Ho spesso sentito chiedere "quando inizia un viaggio?" e le risposte, copiose e spesso convincenti, le ho bevute tutte d'un fiato.
Ma una vita, quando comincia una nuova vita? Quando metti in discussione quello che è stato? Quando decidi di andare via per non sai dove? O quando, dopo lungo spulciare annunci e guardare improbabili immobili, intuisci il luogo in cui far sentire il tuo cuore a casa? Qual è quell'attimo, quel momento che ti fa capire che stai lasciando qualcosa per abbracciare altro, e poi, lo lasci davvero o si trasforma dentro di te? C'è bisogno di un atto di lucido fare o è un naturale evolversi che apre nuove porte, ti invita a nuovi viaggi, ti aspetta ammiccante dietro l'angolo?

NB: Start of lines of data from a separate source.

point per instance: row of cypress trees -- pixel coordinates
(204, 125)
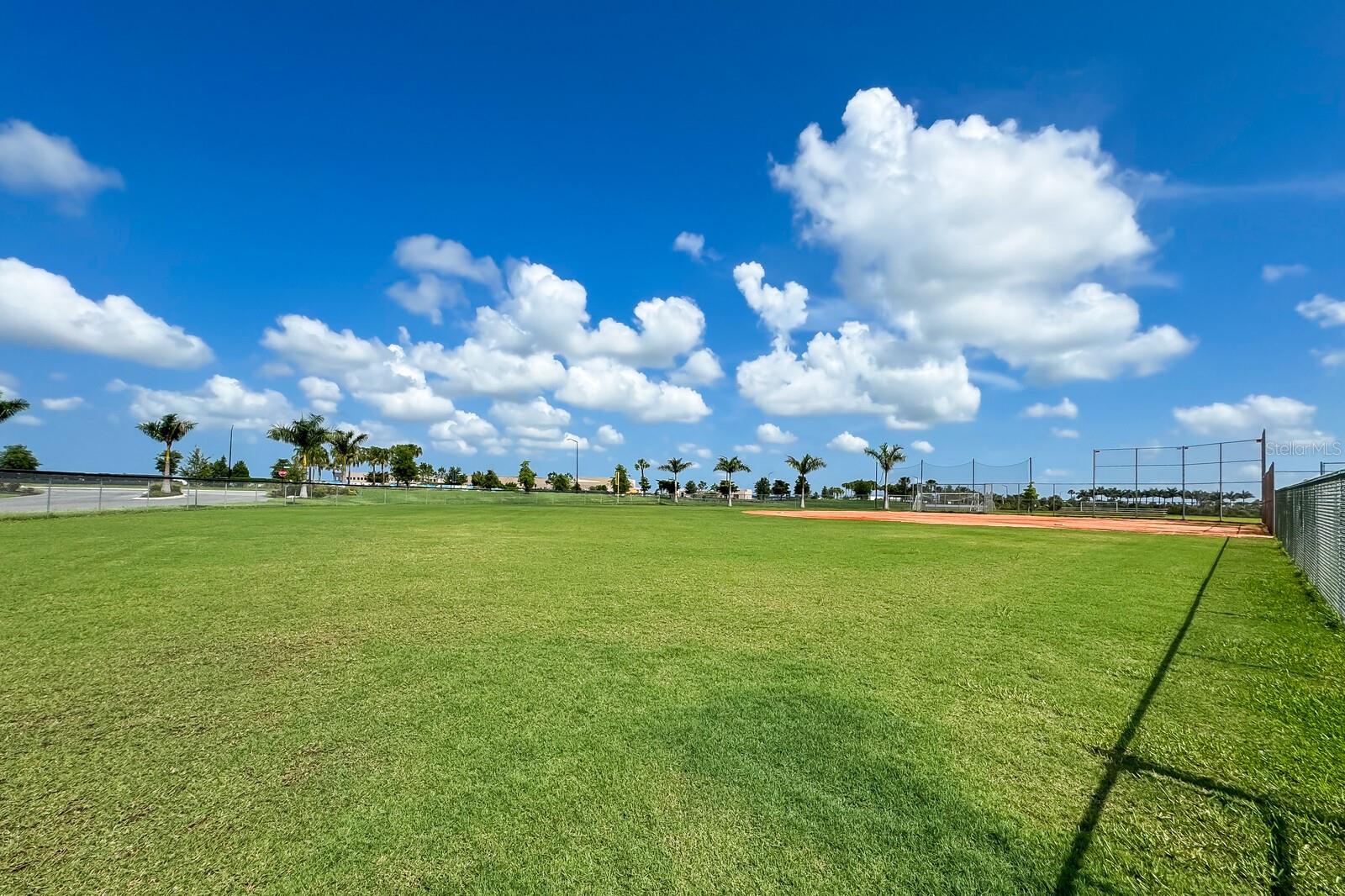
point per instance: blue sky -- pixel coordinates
(230, 170)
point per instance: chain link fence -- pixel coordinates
(1311, 522)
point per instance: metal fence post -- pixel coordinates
(1184, 482)
(1221, 482)
(1137, 479)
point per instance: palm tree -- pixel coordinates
(347, 450)
(307, 435)
(804, 465)
(167, 430)
(888, 456)
(676, 466)
(378, 458)
(10, 407)
(730, 466)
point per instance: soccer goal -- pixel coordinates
(966, 502)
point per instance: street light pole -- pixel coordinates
(576, 461)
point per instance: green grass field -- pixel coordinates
(551, 698)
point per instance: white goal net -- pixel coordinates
(970, 502)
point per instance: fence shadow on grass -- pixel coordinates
(1116, 756)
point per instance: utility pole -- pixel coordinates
(576, 461)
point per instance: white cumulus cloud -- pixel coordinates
(33, 161)
(773, 435)
(699, 369)
(466, 434)
(1064, 408)
(1284, 419)
(849, 443)
(1324, 309)
(322, 394)
(780, 309)
(1273, 273)
(535, 336)
(439, 268)
(861, 370)
(607, 385)
(693, 244)
(40, 308)
(221, 401)
(692, 448)
(966, 233)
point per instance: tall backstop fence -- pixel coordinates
(1311, 522)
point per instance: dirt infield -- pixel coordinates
(1042, 521)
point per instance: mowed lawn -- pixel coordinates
(549, 698)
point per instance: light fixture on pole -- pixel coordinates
(576, 461)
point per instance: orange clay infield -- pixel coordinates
(1024, 521)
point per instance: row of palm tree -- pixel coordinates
(350, 448)
(804, 466)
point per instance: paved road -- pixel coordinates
(84, 498)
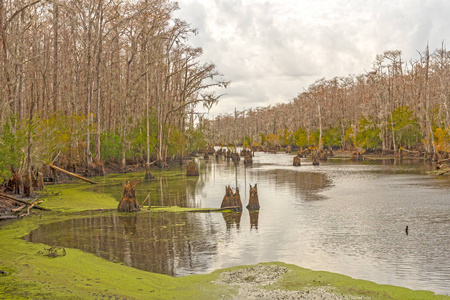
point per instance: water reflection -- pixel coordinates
(232, 219)
(167, 243)
(254, 215)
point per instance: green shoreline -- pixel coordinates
(81, 275)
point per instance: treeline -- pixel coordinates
(396, 105)
(87, 81)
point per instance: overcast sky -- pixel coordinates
(272, 50)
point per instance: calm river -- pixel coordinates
(342, 217)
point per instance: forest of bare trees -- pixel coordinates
(88, 82)
(396, 105)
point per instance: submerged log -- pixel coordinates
(192, 169)
(253, 202)
(128, 203)
(71, 174)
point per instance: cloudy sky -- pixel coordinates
(274, 49)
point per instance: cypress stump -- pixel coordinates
(192, 169)
(315, 158)
(253, 202)
(237, 200)
(128, 203)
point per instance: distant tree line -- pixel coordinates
(85, 82)
(396, 105)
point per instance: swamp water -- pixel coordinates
(342, 217)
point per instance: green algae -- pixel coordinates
(81, 275)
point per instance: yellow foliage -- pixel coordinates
(442, 139)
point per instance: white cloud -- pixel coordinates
(271, 50)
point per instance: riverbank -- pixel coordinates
(29, 272)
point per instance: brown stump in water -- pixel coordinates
(128, 203)
(253, 202)
(315, 158)
(192, 169)
(148, 174)
(356, 156)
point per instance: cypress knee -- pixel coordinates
(128, 203)
(297, 161)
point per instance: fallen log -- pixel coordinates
(441, 161)
(71, 174)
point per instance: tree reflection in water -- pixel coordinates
(232, 219)
(176, 244)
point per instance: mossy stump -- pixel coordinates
(315, 158)
(128, 203)
(192, 169)
(253, 202)
(232, 199)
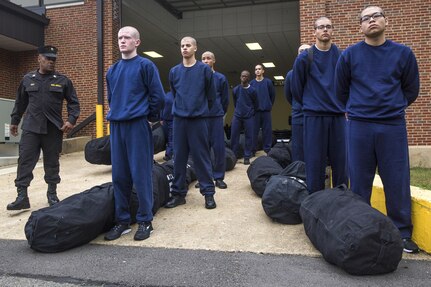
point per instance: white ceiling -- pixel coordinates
(232, 56)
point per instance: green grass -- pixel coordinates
(420, 177)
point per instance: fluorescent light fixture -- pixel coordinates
(268, 65)
(253, 46)
(153, 54)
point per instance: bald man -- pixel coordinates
(135, 96)
(192, 85)
(297, 137)
(215, 121)
(312, 85)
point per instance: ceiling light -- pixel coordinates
(153, 54)
(254, 46)
(268, 65)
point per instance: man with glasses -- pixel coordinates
(312, 85)
(40, 96)
(297, 138)
(262, 118)
(378, 79)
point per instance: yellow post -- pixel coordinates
(99, 121)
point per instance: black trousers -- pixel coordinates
(29, 152)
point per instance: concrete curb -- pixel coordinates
(421, 212)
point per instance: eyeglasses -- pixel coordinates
(51, 58)
(375, 16)
(322, 27)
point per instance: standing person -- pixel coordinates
(215, 121)
(324, 122)
(40, 96)
(297, 116)
(192, 84)
(167, 123)
(246, 103)
(135, 96)
(266, 97)
(378, 79)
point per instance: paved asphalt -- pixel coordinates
(102, 265)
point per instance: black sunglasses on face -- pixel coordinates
(375, 16)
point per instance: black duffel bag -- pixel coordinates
(72, 222)
(98, 151)
(259, 172)
(295, 169)
(350, 233)
(283, 197)
(281, 153)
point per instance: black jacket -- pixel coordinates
(41, 97)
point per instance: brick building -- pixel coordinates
(74, 28)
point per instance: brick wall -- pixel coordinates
(76, 38)
(409, 24)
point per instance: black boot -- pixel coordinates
(21, 201)
(51, 194)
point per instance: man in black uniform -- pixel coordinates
(40, 95)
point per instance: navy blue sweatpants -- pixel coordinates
(263, 120)
(372, 145)
(168, 129)
(217, 144)
(297, 142)
(191, 137)
(248, 126)
(132, 163)
(325, 138)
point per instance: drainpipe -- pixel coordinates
(100, 71)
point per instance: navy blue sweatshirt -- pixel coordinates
(377, 83)
(315, 88)
(134, 90)
(245, 101)
(193, 89)
(297, 115)
(221, 103)
(265, 93)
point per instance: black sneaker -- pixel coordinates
(117, 231)
(144, 231)
(410, 246)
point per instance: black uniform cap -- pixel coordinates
(48, 51)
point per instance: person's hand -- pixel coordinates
(67, 127)
(13, 130)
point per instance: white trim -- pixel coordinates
(65, 5)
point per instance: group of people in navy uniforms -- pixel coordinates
(348, 112)
(351, 107)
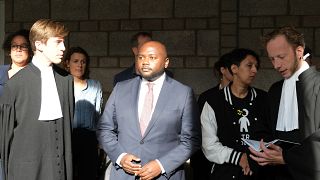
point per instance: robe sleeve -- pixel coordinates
(7, 118)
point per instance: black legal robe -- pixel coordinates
(33, 149)
(302, 162)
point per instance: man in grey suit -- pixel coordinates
(172, 132)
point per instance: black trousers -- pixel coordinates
(85, 154)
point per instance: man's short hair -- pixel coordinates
(43, 29)
(293, 36)
(135, 37)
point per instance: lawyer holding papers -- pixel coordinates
(294, 109)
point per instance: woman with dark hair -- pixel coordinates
(88, 101)
(17, 46)
(231, 114)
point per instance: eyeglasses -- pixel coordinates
(22, 47)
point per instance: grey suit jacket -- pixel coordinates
(172, 135)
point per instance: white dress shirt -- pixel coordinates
(50, 102)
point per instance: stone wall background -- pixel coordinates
(196, 32)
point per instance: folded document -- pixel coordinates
(279, 142)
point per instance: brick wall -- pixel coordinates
(196, 32)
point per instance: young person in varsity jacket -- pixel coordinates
(231, 114)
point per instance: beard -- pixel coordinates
(153, 76)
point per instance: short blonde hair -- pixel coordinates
(43, 29)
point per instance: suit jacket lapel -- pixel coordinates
(161, 103)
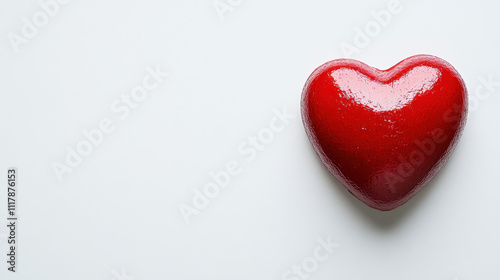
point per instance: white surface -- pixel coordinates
(117, 214)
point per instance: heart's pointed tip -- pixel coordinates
(373, 129)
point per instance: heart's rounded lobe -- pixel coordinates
(384, 134)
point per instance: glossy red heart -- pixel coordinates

Mi chiedo quale sia stato il primo presuntuoso pensiero che, instillatosi nella mia mente giovane e poco avvezza ai crucci di percorso, mi abbia fatto ragionare per sentito dire, perché così fan tutti, perché me lo hanno insegnato i grandi. Oggi, si, che quaranta primavere non hanno ancora bussato alla mia porta, mi chiedo quale è stato l'attimo in cui mi sono lasciata, o forse non mi sono mai trovata? Come ho fatto, dico io, a vivere senza di me, a fare a meno della mia pelle, del mio respiro, del calore delle mie guance quando mi sveglio stropicciata? Mentre cerco di imparare ad accogliere, spegnere la mente che mente e che giudica, spietata e vivisezionante, mi sfugge l'idea di essere stata presuntuosa fin tanto che ho creduto di vivere per accontentare gli altri, perdendo di vista ME, chi fossi io e dimenticando quindi che la scelta, sempre e comunque, è soltanto la mia e che da essa può dipendere anche la felicità altrui che può ambire dunque a essere piena e non un mero accontentarsi.
Ieri sera ho visto Alice in Wonderland, o forse è lei che ha visto me, e beffarda mi ha sorriso come chi, quel cruccio di non essere mai della misura giusta al posto giusto, lo conosce da vicino.